Tuesday, 14 January 2020
Hall B (Boston Convention and Exhibition Center)
Human activities and urbanization collectively lead to degrading street-level air quality. Buildings, skyscrapers and infrastructures in metropolises unavoidably complicate urban morphology in which the weather and climate are different from those in the atmospheric boundary layer (ABL) aloft. Those conventional approaches to atmospheric dispersion modeling, such as meso-scale meteorology models and Gaussian plume models, are no longer applicable. A protocol of computational fluid dynamics (CFD) for atmospheric dispersion modeling is developed to resolve street-level flows (around buildings explicitly) to examine urban weather. Detailed building information is collected from the Lands Department, The Hong Kong Special Administrative Region (HKSAR) that consists of 3D spatial data in virtual reality modeling language (VRML) format. The VRML files are then converted to stereolithography (STL) files, representing the urban surfaces.

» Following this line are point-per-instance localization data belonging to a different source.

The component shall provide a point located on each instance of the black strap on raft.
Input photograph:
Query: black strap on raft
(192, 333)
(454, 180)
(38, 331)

In the CFD model, the STL files are then processed by a mesh generator to discretize the urban areas into three-dimensional (3D) unstructured meshes with buildings resolved. In the wind tunnel experiments, 3D-printing is used to fabricate reduced-scale physical models of the urban areas. The large-eddy simulation (LES) is adopted in the CFD while the constant-temperature (CT) hotwire anemometry (HWA) is employed in the wind tunnel experiments. Isothermal and incompressible flows are assumed. We use the Kowloon Peninsula, the core HKSAR downtown area, as a demonstration in this paper. Vertical transects of flow properties, including mean wind speed, streamwise and vertical fluctuating velocities together with vertical momentum flux obtained from CFD and wind tunnel experiments, compare reasonably well, supporting the reliability of the newly proposed modeling protocol for neighborhood-scale processes. Some characteristic flow features, such as the drag of various rough urban surfaces and high-rise buildings, recirculating flows after building wakes and turbulent transport processes together with their contribution to fluctuating components, are well resolved by both LES and wind tunnel experiments.